R rpms
rpms is an implementation of decision trees and random forests for R.
Installation
install.packages('rpms')
Usage
A model is trained like:
tree <- rpms(y ~ va + vb + vc, data=data)
Note that the dependent variable (y in the above example) must be numeric; it being any other class leads to error messages like "'list' object cannot be coerced to type 'double'".
Partitions are determined through randomized permutation and hypothesis tests.
Using a trained model, the predicted clusters can be attached to a (new) dataset like:
data$node <- end_nodes(tree, newdata=data)

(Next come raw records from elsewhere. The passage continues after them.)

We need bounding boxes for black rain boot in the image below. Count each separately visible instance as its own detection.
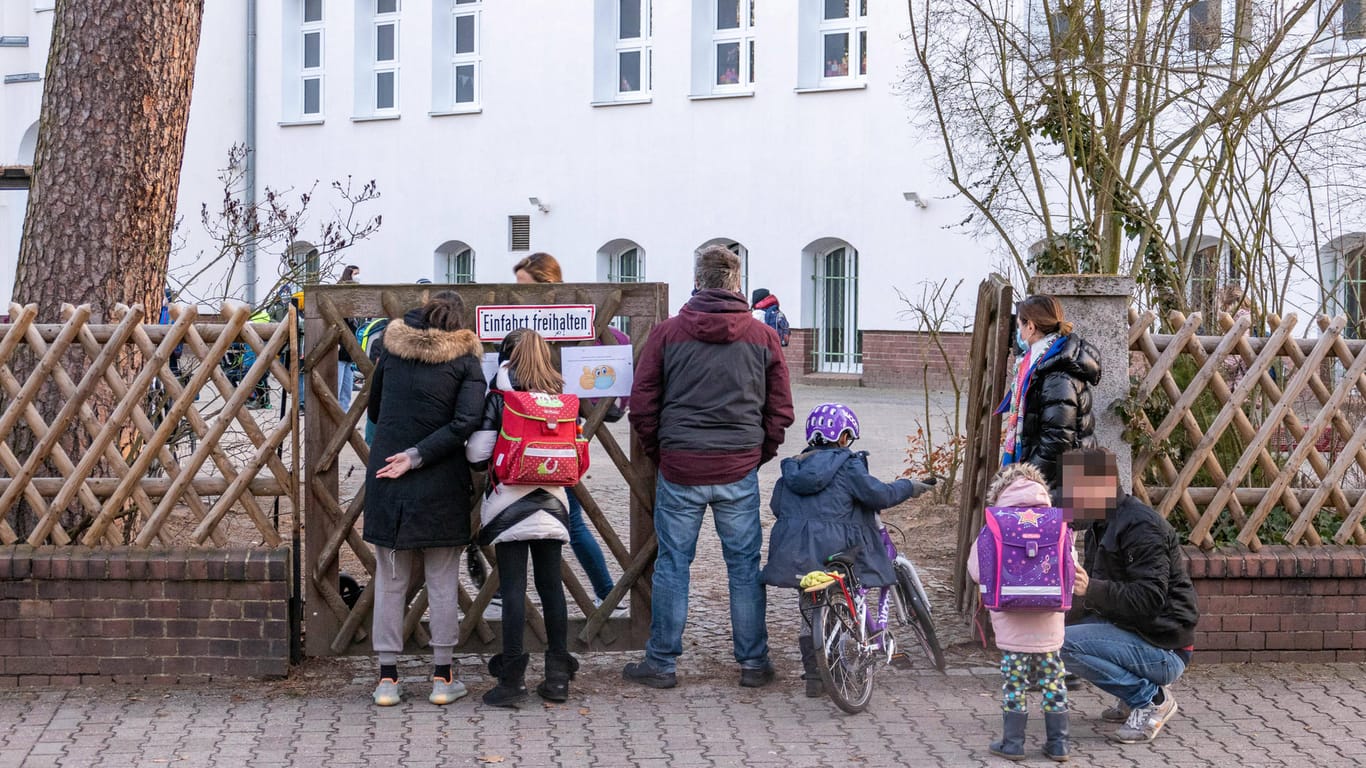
[536,652,579,702]
[482,653,530,708]
[1043,711,1070,762]
[989,710,1028,761]
[798,636,824,698]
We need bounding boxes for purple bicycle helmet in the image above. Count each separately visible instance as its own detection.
[806,402,861,445]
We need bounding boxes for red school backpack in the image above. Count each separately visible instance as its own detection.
[490,390,591,487]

Similarly, the predicted outcomes (which are uniform within a predicted cluster) can be attached to a (new) dataset like:
data$prediction <- predict(tree, newdata=data)
Options for Complex Survey Design
The hypothesis tests used in this package support complex survey designs.
tree <- rpms(y ~ va + vb + vc, data=data, weights=~wtvar, strata=~stratavar, cluster=~clustervar)
Given clusters, the trees are permuted in a 2 step algorithm: first across clusters and then within clusters. This algorithm does not perform well when the clusters are significantly varying in (effective) size.
Visualization
To plot a specific partition, try:
node_plot(tree, node=1, data=data)
To render the entire tree, try the qtree function. This generates LaTeX figure markup which can be rendered separately. Note that rendering the figure depends on the lscape and tikz-qtree packages being included.
Random Forests
tree <- rpms(y ~ va + vb + vc, data=data)
Uniformly random trees are generated, and then aggregated as a weighted average. The trees are weighted by inverse variance.